[Date Prev][Date Next][Thread Prev][Thread Next][Date Index][Thread Index]

Re: Injection-Date and reinjection



In <87fyayf8fc.fsf@xxxxxxxxxxxxxxxxxxxxx> Russ Allbery <rra@xxxxxxxxxxxx> writes:

>First, one issue that's *not* directly part of this.  Even if we keep the
>current USEPRO method, we need to have a staleness check on the Date
>header field at injection.

Well there we have the first major disagreement. The whole point of
introducing Injection-Date was to remove the need for staleness checks
based on Date (except in cases where older software had not provided an
Injection-Date).

The Date header now indicates when the article was composed (following RFC
2822), so it can arise that the poster carries it around on his laptop for
several days before it actually gets injected. That could reasonably be a
week later (whereas Russ proposes to declare it stale after 72 hours,
which is far too short). Maybe even a fortnight if he writes the article
and then goes off on holiday for two weeks and omits to dialin to his
server before he goes. Clearly, leaving it for several months would be
stupid, but such timing issues are a matter of sensible practice, and not
a matter for the protocol.

>  We can't make a single leap to allowing stale
>Date header fields from not having any Injection-Date header field since
>most existing software is going to ignore the Injection-Date header field
>entirely and impose staleness checks on Date after injection.  Therefore,
>an article with a stale Date is going to propagate very poorly, and
>accepting such an article just to let it be dropped silently later by most
>of the Netnews network would be a poor interoperability choice.

OK, so let it propagate poorly. In fact, I don't think its propagation
will be all that bad.

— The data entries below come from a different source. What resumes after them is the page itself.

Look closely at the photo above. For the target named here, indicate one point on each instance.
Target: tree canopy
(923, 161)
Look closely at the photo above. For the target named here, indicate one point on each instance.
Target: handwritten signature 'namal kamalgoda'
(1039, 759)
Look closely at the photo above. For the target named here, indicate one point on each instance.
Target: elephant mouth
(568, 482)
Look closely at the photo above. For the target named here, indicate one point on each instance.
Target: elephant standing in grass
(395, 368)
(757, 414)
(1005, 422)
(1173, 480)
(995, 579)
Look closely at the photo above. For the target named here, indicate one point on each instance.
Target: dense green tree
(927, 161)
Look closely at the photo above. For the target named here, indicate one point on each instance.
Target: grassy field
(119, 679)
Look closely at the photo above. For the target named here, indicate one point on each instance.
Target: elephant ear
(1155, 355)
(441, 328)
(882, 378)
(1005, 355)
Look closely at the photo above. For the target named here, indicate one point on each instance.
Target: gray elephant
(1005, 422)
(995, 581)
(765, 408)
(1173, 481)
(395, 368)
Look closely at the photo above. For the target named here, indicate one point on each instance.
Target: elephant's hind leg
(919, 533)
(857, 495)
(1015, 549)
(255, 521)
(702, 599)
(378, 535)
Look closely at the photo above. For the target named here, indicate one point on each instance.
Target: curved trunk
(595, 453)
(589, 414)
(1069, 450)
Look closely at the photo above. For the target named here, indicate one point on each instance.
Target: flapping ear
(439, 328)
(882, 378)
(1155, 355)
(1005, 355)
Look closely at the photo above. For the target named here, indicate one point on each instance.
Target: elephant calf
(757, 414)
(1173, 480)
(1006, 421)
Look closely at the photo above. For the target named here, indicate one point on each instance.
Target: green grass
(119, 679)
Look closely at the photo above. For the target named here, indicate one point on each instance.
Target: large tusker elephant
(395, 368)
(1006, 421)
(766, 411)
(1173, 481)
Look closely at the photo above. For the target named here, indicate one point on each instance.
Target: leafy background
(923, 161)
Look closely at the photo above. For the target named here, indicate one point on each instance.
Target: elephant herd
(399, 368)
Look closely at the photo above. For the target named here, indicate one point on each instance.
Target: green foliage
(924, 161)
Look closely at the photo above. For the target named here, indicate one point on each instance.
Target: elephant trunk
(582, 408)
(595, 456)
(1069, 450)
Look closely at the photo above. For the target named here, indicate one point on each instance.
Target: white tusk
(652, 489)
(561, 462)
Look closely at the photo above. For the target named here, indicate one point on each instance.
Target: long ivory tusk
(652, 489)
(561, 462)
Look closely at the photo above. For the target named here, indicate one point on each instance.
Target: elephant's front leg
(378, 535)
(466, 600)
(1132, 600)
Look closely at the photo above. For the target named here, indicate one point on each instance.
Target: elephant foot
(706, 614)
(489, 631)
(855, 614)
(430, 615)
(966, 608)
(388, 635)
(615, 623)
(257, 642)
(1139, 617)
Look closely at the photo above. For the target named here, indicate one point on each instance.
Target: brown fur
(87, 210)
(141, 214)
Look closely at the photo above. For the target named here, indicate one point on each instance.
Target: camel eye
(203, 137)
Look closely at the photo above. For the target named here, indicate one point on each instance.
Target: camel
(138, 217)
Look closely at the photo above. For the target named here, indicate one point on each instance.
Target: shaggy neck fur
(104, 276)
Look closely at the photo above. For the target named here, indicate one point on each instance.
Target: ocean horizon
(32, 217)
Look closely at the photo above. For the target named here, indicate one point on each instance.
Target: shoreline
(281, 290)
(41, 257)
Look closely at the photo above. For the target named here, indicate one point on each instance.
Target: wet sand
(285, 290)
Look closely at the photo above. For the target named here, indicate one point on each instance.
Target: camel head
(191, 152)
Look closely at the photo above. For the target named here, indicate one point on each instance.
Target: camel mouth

For sure, the fast transit backbone may decline it,
but it will still flood its way through the system via serving agents with
normal expiry times. I would have expected it to have reached most sites
within one day. And as Injection-Date becomes more widely implemented,
things will of course get better.

But this is a thing that is easily testable. I have just posted a series
of articles "1 day stale", "2 days stale" up to "9 days stale" to
misc.test, and I will see what the autoresponders tell me (and it would be
useful for members of this list to look out for them also). I expect to
see some long and unusual Paths for the staler ones, but I expect them
all to arrive eventually. We shall see.

>Now, let's look at the conditions under which this situation arises.


>....  The INN
>code to permit people to inject posts via IHAVE is something I committed
>only under protest, and I'm entirely content to have its behavior declared
>non-comformant by a standard.  It is a *very* specialized configuration
>for strange cases where the people involved know just what they're doing.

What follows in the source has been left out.